The Baltimore Psychotherapy Institute
By Daniel L. Buccino
17 April 2004
Copyright Ó 2004 DLBuccino
I spend most of my week working in the public mental health system where I see firsthand how helpful our newer antidepressant and antipsychotic medications are. Thanks to these medications, combined with various rehabilitation, case management, and psychotherapy services, more patients are able to enjoy a far more robust quality of life outside of hospitals than ever before.
Psychotropic medication has been lifesaving to countless patients and will continue to be prescribed despite the Food and Drug Administration’s March 22 advisory on antidepressants and continued reports that the FDA is withholding data on links between the medications and youth suicide.
Yet the FDA advisory calling for increased monitoring of patients for suicidal thoughts and other serious side effects like agitation, insomnia, irritability, impulsivity, and mania actually underscores the place and power of psychotherapy in the treatment of most emotional and behavioral disturbances. Talk therapy works – and in many cases as well or better than medications at lower cost, with fewer side effects, and more lasting benefits.
Even before the FDA’s warning, we knew that many of the newer antidepressants, initially touted to be side effect-free, contributed to not inconsequential sexual side effects in patients. Imagine recovering enough from a depression to be interested in sex again only to discover that the sexual apparatus, as it were, was not fully functional. These new medications also often require a commitment to long term maintenance treatment.
We know that some of the newer antipsychotic medications are associated with significant weight gain and diabetes.
All of these new psychotropic medications filled with extraordinary promise are also extraordinarily expensive. Many insurance companies restrict access to these medications through high copayments and restrictive lists of approved drugs. There are always risks associated with any treatment, and with the FDA advisory and high costs, now is the time to rediscover other reliable treatments.
The FDA antidepressant advisory was prompted in part by reanalysis of pharmaceutical industry data which revealed that the medications were not as safe as they were touted to be, and that they were also not as effective, especially in children. The FDA has had access to heretofore proprietary and confidential data which revealed that antidepressants are not always terribly effective (over 65% of some unpublished studies failed to support drug efficacy) and that even in instances where they appeared efficacious, they weren’t always convincingly effective in relation to placebo.
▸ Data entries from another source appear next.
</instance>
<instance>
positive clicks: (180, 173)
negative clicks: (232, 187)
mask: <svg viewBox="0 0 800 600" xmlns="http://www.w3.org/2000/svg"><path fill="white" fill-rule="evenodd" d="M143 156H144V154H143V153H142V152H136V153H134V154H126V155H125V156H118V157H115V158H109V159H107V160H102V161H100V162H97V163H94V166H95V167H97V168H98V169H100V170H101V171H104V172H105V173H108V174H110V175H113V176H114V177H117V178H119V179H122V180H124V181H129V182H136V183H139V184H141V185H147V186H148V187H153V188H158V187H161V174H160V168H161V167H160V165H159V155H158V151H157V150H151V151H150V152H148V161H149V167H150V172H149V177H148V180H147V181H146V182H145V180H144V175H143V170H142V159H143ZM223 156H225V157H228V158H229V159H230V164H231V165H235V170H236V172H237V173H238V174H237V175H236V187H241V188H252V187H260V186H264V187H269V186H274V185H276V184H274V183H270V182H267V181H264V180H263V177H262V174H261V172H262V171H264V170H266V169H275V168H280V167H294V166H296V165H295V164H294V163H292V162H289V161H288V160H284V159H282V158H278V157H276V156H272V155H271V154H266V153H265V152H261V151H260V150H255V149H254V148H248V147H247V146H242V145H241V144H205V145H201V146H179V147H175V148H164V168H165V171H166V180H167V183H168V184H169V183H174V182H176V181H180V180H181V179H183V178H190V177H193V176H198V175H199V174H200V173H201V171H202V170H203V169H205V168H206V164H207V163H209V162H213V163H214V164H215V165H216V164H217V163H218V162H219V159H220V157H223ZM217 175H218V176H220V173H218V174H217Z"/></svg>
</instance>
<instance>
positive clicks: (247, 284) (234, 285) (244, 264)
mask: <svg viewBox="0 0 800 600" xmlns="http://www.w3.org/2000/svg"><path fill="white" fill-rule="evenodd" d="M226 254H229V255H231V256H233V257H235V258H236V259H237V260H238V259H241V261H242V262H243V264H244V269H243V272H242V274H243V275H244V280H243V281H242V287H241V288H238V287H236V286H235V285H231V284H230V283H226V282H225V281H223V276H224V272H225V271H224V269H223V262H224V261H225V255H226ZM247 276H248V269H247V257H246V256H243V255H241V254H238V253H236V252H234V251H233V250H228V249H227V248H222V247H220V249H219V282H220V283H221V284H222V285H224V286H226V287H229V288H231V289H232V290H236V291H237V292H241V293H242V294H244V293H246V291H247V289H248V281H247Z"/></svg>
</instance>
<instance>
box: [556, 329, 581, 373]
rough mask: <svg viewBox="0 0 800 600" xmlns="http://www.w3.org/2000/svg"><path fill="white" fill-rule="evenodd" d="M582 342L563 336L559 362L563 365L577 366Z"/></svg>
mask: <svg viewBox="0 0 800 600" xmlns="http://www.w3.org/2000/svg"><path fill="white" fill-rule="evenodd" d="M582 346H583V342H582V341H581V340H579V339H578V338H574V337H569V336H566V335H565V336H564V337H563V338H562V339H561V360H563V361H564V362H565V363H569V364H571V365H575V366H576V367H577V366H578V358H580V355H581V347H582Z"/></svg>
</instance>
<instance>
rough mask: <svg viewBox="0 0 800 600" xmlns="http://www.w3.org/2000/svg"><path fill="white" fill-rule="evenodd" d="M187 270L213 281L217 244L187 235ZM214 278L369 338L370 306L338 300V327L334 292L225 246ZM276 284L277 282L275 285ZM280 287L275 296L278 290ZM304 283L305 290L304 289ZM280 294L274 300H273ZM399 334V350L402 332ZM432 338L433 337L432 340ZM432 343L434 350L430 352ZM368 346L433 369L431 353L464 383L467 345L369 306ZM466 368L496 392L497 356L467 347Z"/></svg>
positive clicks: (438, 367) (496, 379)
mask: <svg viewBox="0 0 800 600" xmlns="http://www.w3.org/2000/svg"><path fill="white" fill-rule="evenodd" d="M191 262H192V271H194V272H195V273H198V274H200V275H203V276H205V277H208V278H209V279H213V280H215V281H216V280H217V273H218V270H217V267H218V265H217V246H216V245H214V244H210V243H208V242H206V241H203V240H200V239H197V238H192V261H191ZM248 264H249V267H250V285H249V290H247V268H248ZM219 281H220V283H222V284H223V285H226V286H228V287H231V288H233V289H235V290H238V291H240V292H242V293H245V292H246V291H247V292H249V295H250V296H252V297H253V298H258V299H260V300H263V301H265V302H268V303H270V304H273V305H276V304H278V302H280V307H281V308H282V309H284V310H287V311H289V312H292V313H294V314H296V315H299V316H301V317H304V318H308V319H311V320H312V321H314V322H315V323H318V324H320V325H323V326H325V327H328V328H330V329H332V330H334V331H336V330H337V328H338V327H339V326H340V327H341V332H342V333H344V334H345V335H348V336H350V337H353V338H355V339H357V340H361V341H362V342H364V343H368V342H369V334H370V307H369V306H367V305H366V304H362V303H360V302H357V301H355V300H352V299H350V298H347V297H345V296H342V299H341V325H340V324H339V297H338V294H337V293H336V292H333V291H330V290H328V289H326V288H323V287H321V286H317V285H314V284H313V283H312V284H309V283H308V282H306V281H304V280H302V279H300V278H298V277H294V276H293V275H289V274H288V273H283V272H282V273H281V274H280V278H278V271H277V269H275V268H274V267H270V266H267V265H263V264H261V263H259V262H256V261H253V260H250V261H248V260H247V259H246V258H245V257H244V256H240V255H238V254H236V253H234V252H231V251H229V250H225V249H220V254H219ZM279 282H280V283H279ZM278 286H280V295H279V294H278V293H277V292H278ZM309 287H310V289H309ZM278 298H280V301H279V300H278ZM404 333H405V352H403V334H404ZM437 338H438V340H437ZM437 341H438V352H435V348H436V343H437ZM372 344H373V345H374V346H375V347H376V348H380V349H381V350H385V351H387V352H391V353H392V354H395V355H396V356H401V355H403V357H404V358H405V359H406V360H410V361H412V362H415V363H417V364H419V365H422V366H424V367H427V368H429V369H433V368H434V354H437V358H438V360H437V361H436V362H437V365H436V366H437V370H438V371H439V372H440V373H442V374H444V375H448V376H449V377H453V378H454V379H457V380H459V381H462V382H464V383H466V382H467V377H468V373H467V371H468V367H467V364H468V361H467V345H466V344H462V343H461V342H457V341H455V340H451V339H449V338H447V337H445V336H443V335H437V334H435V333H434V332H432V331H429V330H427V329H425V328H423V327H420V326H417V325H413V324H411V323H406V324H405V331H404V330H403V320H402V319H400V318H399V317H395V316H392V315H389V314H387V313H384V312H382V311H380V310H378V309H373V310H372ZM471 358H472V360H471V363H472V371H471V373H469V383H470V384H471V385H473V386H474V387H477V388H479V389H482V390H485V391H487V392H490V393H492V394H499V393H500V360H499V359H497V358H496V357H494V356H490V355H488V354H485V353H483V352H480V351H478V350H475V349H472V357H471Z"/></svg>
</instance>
Other data reveal that medications are most likely to be effective when prescribed by physicians who are best able to establish collaborative, hopeful treatment relationships with their patients. Since treatment relationship, the creation of hope, and a plan for the future is central to the psychopharmacologist’s amplification of the expectation of change in patients, we see that as central to the psychotherapist’s project as well.
Research confirms repeatedly that psychotherapy is a safe and effective treatment for many psychiatric disorders and problems of living and is currently being extended with promise into the treatment of major mood disorders and psychosis.
Despite the Woody Allen mythology, therapy generally does not take forever or cost a fortune. Even in the public mental health system most patients are seen less than twelve times a year. Most patients are able to make deep and lasting changes in psychotherapy fairly quickly and the average treatment episode remains at about six sessions.
Though some patients can benefit from longer term, more intensive treatment, the evidence suggests that early change in therapy predicts later change. Conversely true, if change is not happening early in treatment, it is not very likely to happen much later in treatment either. Another therapist or treatment model may then be indicated.
Despite some sectarian squabbles, the psychotherapy business is really the “change” business since change is the outcome most patients desire.
We know convincingly that therapy works, it works efficiently and durably, it is comparatively inexpensive in the short term, and especially over the long term when lifetime maintenance medications and physician visits are considered. Although everybody with depression is at some risk for suicide, psychotherapy does not cause weight gain or sexual dysfunction.
As patients and physicians reconsider their options in the wake of the FDA advisory, it is time to admit that psychotherapy remains a first-line treatment.
Daniel L. Buccino is Co-Founder and Co-Director of the Baltimore Psychotherapy Institute and is on the clinical faculties of the Johns Hopkins University School of Medicine and the University of Maryland School of Social Work.